シンデレラに玻璃の星冠をⅡ
 
「無事で良かった!!!喋らなくなったから、心配してたんだ…って、ああ、それよりお礼言うのが先だ。

久涅が助けてくれなければ、あたし司狼と旭くんの偽者"人形"に殺されていた。

ありがとう、そしてごめんね、こんな怪我負わせて。背中…痛い?」


俺は…何だ?


「大丈夫だこれくらい。
それより。

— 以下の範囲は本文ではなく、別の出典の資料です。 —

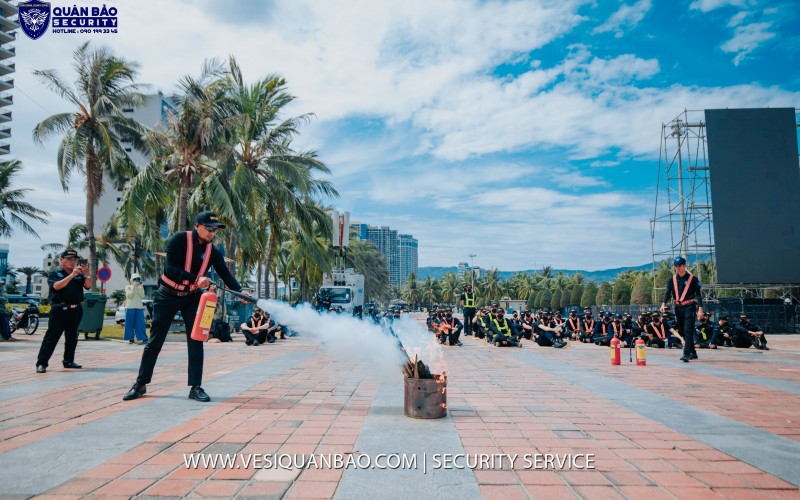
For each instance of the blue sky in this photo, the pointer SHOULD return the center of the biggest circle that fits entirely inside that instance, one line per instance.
(524, 132)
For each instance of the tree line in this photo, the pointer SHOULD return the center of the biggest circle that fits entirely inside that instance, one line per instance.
(226, 144)
(543, 289)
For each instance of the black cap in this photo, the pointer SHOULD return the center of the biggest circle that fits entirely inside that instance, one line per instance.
(208, 219)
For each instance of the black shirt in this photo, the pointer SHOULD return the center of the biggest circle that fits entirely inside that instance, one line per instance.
(69, 295)
(176, 259)
(693, 293)
(463, 300)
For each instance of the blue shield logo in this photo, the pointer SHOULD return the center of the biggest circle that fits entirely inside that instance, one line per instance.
(34, 18)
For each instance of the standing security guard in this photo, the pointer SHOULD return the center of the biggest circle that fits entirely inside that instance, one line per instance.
(468, 305)
(66, 294)
(189, 256)
(685, 289)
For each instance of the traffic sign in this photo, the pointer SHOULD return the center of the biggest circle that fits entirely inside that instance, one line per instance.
(104, 274)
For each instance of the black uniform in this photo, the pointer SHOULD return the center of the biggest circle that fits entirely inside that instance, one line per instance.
(468, 303)
(450, 328)
(260, 336)
(547, 338)
(703, 334)
(587, 323)
(742, 336)
(504, 331)
(686, 303)
(724, 335)
(603, 332)
(573, 327)
(169, 301)
(65, 316)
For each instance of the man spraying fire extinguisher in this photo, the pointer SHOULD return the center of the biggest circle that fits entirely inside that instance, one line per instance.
(189, 256)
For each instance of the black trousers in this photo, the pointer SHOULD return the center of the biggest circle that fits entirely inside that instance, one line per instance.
(510, 339)
(685, 316)
(61, 322)
(452, 336)
(261, 337)
(165, 306)
(469, 315)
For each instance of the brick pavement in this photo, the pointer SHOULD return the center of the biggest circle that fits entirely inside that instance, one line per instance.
(291, 398)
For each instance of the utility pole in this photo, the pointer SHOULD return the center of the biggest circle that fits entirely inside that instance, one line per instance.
(471, 268)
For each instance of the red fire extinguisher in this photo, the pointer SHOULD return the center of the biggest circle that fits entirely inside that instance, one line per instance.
(615, 354)
(640, 353)
(204, 316)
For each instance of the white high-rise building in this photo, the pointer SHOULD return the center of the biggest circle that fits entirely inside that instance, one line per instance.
(409, 259)
(150, 114)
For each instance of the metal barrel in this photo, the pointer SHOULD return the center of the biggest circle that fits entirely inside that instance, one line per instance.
(426, 398)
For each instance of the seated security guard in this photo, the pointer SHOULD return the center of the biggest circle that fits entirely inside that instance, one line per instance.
(450, 329)
(505, 334)
(746, 330)
(547, 332)
(259, 328)
(723, 333)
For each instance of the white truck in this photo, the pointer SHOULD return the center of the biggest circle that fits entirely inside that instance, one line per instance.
(345, 289)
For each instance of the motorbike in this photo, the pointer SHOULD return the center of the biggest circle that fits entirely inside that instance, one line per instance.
(26, 319)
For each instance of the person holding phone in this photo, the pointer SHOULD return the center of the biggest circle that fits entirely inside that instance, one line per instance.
(66, 284)
(134, 310)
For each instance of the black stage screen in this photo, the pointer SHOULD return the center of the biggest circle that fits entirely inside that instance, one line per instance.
(755, 191)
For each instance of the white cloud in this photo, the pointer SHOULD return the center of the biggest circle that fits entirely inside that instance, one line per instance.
(625, 18)
(709, 5)
(422, 73)
(747, 38)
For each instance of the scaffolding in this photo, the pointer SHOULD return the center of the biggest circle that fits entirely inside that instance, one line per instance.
(682, 223)
(682, 219)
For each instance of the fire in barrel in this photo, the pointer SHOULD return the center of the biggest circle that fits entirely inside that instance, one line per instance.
(425, 392)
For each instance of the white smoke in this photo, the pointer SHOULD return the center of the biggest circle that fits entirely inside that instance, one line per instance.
(352, 340)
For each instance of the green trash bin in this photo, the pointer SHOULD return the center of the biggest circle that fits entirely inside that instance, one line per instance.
(94, 308)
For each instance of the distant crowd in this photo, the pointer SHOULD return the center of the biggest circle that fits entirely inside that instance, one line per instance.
(551, 329)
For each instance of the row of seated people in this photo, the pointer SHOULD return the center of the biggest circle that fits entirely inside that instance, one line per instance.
(552, 330)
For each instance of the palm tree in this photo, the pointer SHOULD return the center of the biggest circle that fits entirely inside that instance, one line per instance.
(92, 135)
(29, 273)
(12, 205)
(189, 149)
(308, 251)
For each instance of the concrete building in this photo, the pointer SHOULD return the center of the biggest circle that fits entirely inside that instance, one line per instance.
(385, 239)
(152, 113)
(465, 272)
(401, 252)
(8, 27)
(408, 247)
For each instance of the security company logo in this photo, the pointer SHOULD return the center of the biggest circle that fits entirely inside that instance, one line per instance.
(34, 18)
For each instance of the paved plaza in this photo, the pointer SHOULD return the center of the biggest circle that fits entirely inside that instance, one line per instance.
(727, 426)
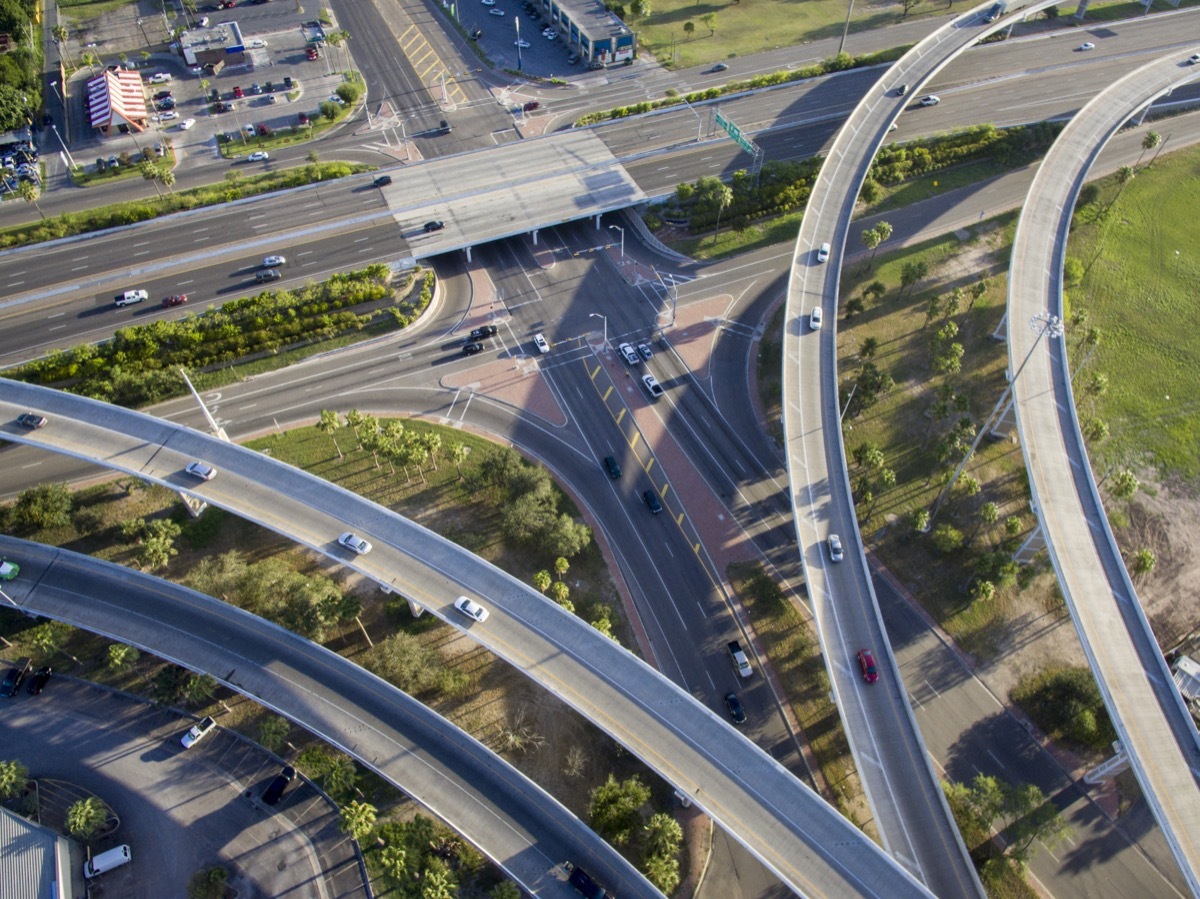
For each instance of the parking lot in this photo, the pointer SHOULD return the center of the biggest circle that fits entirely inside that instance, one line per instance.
(276, 88)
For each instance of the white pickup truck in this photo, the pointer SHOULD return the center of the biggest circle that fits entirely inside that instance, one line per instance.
(739, 658)
(130, 297)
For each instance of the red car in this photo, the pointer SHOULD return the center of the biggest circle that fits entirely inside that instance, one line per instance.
(867, 663)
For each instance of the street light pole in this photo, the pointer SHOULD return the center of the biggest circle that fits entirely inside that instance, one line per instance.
(1045, 325)
(605, 318)
(617, 227)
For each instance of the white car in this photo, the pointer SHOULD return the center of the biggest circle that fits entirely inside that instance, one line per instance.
(198, 732)
(835, 551)
(198, 469)
(354, 544)
(130, 298)
(471, 609)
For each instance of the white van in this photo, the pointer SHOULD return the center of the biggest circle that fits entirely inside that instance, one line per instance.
(107, 861)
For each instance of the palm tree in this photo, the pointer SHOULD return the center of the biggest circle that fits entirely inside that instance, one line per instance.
(29, 192)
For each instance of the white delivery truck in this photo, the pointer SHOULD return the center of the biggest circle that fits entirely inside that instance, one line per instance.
(107, 861)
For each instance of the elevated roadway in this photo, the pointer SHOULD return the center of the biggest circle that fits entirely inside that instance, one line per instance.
(804, 841)
(510, 819)
(1156, 730)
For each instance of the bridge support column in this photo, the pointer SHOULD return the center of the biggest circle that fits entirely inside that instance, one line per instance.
(1033, 544)
(195, 505)
(1102, 772)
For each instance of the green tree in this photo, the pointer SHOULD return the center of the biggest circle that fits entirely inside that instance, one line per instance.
(613, 809)
(1125, 484)
(947, 538)
(358, 820)
(13, 777)
(209, 883)
(663, 871)
(121, 657)
(1144, 562)
(1149, 142)
(663, 835)
(559, 592)
(29, 192)
(273, 732)
(85, 817)
(47, 505)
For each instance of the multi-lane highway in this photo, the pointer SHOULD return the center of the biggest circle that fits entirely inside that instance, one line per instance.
(514, 821)
(1155, 726)
(796, 834)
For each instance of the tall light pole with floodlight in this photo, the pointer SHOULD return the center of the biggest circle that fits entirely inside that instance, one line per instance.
(1047, 325)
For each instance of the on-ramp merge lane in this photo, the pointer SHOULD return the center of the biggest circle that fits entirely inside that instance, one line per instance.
(509, 817)
(1155, 726)
(796, 834)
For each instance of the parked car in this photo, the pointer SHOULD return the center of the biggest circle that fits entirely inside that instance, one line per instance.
(274, 791)
(471, 609)
(37, 682)
(130, 297)
(202, 471)
(610, 463)
(354, 544)
(867, 663)
(736, 711)
(198, 732)
(652, 502)
(835, 551)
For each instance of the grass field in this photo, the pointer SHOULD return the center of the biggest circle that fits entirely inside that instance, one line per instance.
(1140, 288)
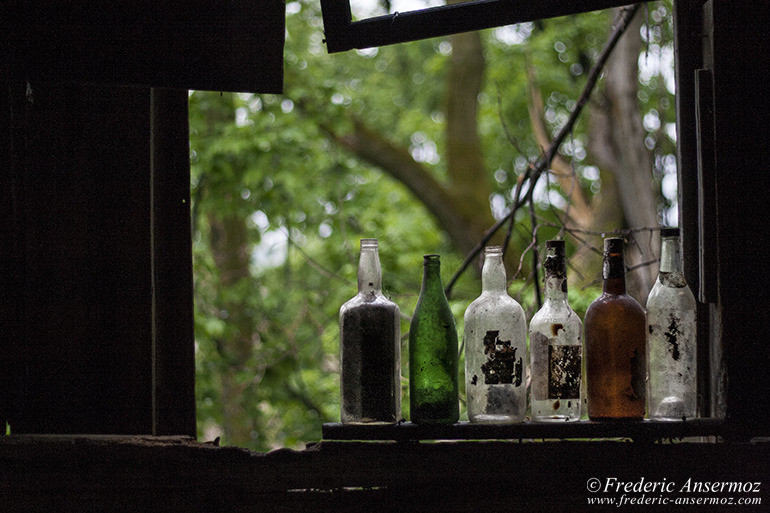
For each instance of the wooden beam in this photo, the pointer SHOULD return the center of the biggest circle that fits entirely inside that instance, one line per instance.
(173, 340)
(138, 474)
(344, 34)
(643, 430)
(235, 45)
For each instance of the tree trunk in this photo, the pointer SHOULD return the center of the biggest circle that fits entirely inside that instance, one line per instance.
(617, 142)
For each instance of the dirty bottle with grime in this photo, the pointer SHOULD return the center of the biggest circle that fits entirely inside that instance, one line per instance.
(671, 337)
(556, 345)
(495, 335)
(615, 342)
(433, 358)
(370, 348)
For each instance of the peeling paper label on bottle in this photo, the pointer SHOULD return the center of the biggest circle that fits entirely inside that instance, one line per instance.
(502, 365)
(564, 364)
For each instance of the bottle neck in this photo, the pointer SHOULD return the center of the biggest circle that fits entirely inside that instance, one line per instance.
(369, 272)
(493, 273)
(614, 273)
(431, 276)
(670, 262)
(555, 277)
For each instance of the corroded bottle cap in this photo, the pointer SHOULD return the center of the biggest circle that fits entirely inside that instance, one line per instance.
(431, 260)
(555, 261)
(613, 245)
(669, 232)
(613, 259)
(556, 247)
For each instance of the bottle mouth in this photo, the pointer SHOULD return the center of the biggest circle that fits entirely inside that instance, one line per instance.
(556, 247)
(369, 243)
(613, 246)
(669, 232)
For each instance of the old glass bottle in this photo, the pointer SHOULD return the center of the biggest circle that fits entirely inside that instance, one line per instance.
(671, 340)
(433, 359)
(370, 348)
(495, 337)
(556, 345)
(615, 345)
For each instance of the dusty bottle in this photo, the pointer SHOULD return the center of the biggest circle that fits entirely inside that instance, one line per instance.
(433, 359)
(615, 345)
(671, 340)
(556, 345)
(370, 348)
(495, 336)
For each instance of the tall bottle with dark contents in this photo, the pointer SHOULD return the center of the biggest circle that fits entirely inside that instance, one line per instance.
(433, 359)
(556, 345)
(370, 348)
(615, 328)
(495, 337)
(671, 340)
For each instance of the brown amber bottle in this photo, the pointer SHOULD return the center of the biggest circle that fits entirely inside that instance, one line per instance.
(615, 345)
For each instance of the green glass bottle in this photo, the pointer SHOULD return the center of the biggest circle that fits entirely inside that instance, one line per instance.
(433, 358)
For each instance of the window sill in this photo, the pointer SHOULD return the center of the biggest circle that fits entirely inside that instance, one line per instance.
(645, 430)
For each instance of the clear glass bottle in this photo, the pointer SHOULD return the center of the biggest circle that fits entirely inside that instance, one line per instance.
(370, 348)
(556, 345)
(671, 337)
(433, 358)
(615, 345)
(495, 349)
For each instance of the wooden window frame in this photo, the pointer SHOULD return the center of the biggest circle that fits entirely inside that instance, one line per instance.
(343, 33)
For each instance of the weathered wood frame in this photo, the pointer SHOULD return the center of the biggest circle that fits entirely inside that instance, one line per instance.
(152, 230)
(343, 33)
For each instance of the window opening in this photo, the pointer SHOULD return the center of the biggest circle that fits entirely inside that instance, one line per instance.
(423, 146)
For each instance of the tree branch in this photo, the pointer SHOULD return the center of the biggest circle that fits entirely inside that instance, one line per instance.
(533, 173)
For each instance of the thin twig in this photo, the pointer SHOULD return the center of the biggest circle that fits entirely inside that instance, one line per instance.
(533, 174)
(535, 255)
(601, 233)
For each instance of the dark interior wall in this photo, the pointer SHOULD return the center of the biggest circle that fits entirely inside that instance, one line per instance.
(76, 169)
(735, 56)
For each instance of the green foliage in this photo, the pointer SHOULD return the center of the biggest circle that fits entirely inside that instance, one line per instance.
(266, 160)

今更かも知れないが。

俺は…S.S.Aでも言ったはずだ、1人で行動するなと。

何でのこのこ1人で出歩いた、小娘ッッ!!!」



なあ…俺は?



「いや…その囮になろうと…」

「もうその考えはやめろッッ!!!」



俺…

言ったじゃないか。


紫堂櫂だって。



――芹霞ちゃあああん!!!



何で…俺を通り抜ける、芹霞!!!

何で…なかったことにする!!?



俺は振り返り、地面に屈んでいた芹霞の腕を掴んで、強引に引き上げる。


「やだ、何!!? ちょっと離してよ、久涅の偽者!!! あたし、偽者だって判ってるんだから!!! だから消えてッッ!!」


パアアン。


平手打ちを食らう。

くつくつ、くつくつ。


その愉快そうな笑みは…

地面に寝転んで、上半身だけを起している久涅から。



「どうだ、自分を認められない…偽者の気分は?

なあ…? 俺を"模倣"する幻よ」



くつくつ、くつくつ。



「俺は――

久涅を模倣した幻影じゃないッッ!!」



悲鳴のような…鋭い声が出た。


それは心の叫び。


俺は誰の模倣でもなく、

俺は幻ではなく。


俺は今此処に存在している。



「本物だ…」


俺は言った。

声が震えてしまう。



俺が女装してまで、正体を隠そうとした……久涅がいる。


今更どんな言い逃れも出来ない。


だけど…だから何だという?



「随分と…俺の死んだ義弟に似ているなあ?

名前まで…模倣するか、偽者」


もう一度言わせたいのか。



「俺は…本物の…紫堂櫂。

死んでなど…いない」


俺は、ゆっくり…真剣に言ったんだ。

俺の存在意義を賭けた、俺なりの…"言霊"だった。